The country’s government-run oil company, Petrobras, got crushed by low oil prices last year. On Monday, it reported a net loss of 34.8 billion reais ($9.6 billion) for 2015, even deeper than its loss of 21.6 billion reais a year earlier.
Petrobras is at the epicenter of Brazil’s scandalous political and economic crisis. An investigation into a massive bribery scandal at Petrobras continues to threaten Brazil’s president, Dilma Rousseff, who is facing impeachment proceedings, mass protests and plummeting support.
The scandal has played a key role in Brazil’s recession, the worst in 25 years.
Petrobras’ poor earnings come just days after Rousseff appointed her predecessor, Luiz Ignacio Lula da Silva, as her chief of staff — a move widely viewed as an attempt to shield Lula from prosecution. In Brazil, cabinet members can only be tried by Brazil’s supreme court. A Supreme Court judge filed an injunction Friday, annulling Lula’s appointment.

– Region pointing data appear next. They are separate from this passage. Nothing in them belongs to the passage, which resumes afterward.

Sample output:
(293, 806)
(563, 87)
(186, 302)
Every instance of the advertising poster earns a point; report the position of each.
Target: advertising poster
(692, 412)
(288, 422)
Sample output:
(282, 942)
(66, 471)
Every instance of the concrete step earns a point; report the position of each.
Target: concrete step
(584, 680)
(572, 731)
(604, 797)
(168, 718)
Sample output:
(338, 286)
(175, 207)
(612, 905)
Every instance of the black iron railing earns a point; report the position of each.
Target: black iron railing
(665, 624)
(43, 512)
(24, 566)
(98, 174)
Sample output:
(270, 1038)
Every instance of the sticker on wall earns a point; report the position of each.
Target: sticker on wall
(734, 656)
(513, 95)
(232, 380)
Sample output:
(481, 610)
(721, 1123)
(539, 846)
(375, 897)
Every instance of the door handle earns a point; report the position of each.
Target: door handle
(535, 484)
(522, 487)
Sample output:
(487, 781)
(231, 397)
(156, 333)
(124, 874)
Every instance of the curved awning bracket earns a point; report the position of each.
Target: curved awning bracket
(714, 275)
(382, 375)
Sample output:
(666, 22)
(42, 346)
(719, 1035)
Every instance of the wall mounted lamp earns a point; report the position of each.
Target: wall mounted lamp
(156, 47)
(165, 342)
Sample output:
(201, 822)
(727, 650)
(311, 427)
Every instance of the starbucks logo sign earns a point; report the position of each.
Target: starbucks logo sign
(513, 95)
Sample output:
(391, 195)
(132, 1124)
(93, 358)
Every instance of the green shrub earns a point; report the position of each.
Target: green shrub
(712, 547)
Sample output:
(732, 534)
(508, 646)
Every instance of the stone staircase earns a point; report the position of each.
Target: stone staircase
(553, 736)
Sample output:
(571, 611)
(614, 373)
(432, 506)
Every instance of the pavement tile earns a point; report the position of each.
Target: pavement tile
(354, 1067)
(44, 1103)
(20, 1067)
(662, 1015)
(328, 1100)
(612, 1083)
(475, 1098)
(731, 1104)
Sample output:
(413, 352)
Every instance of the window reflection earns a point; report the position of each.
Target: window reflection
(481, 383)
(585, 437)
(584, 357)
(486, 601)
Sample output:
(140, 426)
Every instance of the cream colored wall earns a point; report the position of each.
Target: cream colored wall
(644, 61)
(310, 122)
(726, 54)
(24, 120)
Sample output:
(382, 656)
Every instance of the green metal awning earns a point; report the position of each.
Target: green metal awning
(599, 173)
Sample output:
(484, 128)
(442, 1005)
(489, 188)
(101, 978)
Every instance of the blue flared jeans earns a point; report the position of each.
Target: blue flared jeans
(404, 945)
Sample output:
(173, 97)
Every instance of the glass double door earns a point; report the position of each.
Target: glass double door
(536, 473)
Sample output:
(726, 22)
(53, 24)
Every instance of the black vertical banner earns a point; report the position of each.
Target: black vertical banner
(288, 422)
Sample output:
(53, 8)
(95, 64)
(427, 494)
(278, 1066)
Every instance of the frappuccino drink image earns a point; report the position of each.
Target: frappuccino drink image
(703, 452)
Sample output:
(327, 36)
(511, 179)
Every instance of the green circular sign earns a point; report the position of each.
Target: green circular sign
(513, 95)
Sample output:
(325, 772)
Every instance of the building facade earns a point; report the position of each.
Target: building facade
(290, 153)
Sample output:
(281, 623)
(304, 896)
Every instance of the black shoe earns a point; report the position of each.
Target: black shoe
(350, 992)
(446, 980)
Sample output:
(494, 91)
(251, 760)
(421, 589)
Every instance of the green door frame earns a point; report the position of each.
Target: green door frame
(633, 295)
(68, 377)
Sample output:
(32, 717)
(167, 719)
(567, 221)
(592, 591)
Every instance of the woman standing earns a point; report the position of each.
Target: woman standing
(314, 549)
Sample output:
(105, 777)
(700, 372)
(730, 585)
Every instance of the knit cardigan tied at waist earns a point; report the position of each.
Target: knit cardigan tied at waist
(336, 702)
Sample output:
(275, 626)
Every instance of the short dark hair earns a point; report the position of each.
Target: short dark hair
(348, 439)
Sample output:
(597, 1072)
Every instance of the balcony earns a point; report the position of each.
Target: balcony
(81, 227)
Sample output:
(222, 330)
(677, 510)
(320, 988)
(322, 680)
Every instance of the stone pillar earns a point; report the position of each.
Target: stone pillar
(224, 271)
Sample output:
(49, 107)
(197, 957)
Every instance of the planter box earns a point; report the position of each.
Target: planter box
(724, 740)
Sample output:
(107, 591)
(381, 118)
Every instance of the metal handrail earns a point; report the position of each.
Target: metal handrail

The investigation into Petrobras has already damaged Lula’s once impeccable legacy. He left office in 2010 with an approval rating near 90%. Prosecutors recently charged Lula with money laundering and identity fraud.
They allege he accepted a vacation home from a Brazilian construction company in exchange for helping the company get favorable contracts with Petrobras. Lula has staunchly denied the allegations.
Prosecutors have already jailed several politicians, corporate execs and even billionaires tied to the Petrobras scandal. The company announced last year that it lost over $2 billion just in bribes between 2004 and 2012.
On top of all that, Petrobras is suffering like everyone else from the steep fall in oil prices. It said it had to write off billions of dollars of assets and investments in 2015.
The company’s market value has gone down by more than $100 billion since the investigation picked up steam in the fall of 2014.
Petrobras stock was worth nearly $11 at one point in September 2014. Now it’s worth $2.24 — about an 80% decline. One silver lining for the company: as oil prices have rebounded across the globe, its stock has bounced up in 2016. But it’s still well below where it was before Brazil spiraled into chaos.
— Richard Beltran contributed to this report.